Comunque sia, l’evento traumatico spiega la durezza che Valeria ha maturato nei confronti del mondo, e la sua ostinazione a scoprire le ombre all’interno delle famiglie in cui avvengono i delitti. “Persone che si sono amate al punto da arrivare ad odiarsi”, recita il concept del telefilm, “Gelosie, vendette, rabbie represse, o semplicemente raptus momentanei, in cui la verità insiste sempre a nascondersi”. Gli omicidi avvengono in piccoli sistemi, la famiglia, per esempio, ma nell’ultima puntata il setting dell’azione e di un duplice delitto era la scuola. Due ragazzine, liceali, si prostituivano, una di buona famiglia, l’altra no; una per capriccio, l’altra per “necessità”. La prima viene trovata morta in un hotel, dove ha perso la vita anche il suo professore di educazione fisica.

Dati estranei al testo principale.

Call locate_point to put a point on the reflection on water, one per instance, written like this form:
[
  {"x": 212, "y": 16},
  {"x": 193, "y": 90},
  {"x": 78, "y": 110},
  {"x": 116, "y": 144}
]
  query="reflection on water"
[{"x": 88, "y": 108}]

La questura si accontenta della soluzione più semplice: professore e allieva avevano una relazione, lui uccide lei per gelosia e poi si suicida. La moglie però dice che non è possibile e Valeria, senza tante smancerie, o dichiarate simpatie, e senza parole, le crede. Sa che questa professoressa alternativa e libertaria, e nello stesso tempo seria, dice la verità e le sue indagini continuano, anche dopo la chiusura ufficiale. Per la conferma poi, sua e nostra, che ne valeva la pena. Alla fine, la figura del professore viene riscattata, per una verità comunque non pacificatoria, perché non può esserci serenità dopo morti così brutali.
Gli episodi non si concludono mai con chissà quale sollievo, quasi a voler dire che per alcune oscurità rivelate, altre ce ne saranno, purtroppo, dietro la facciata della normalità.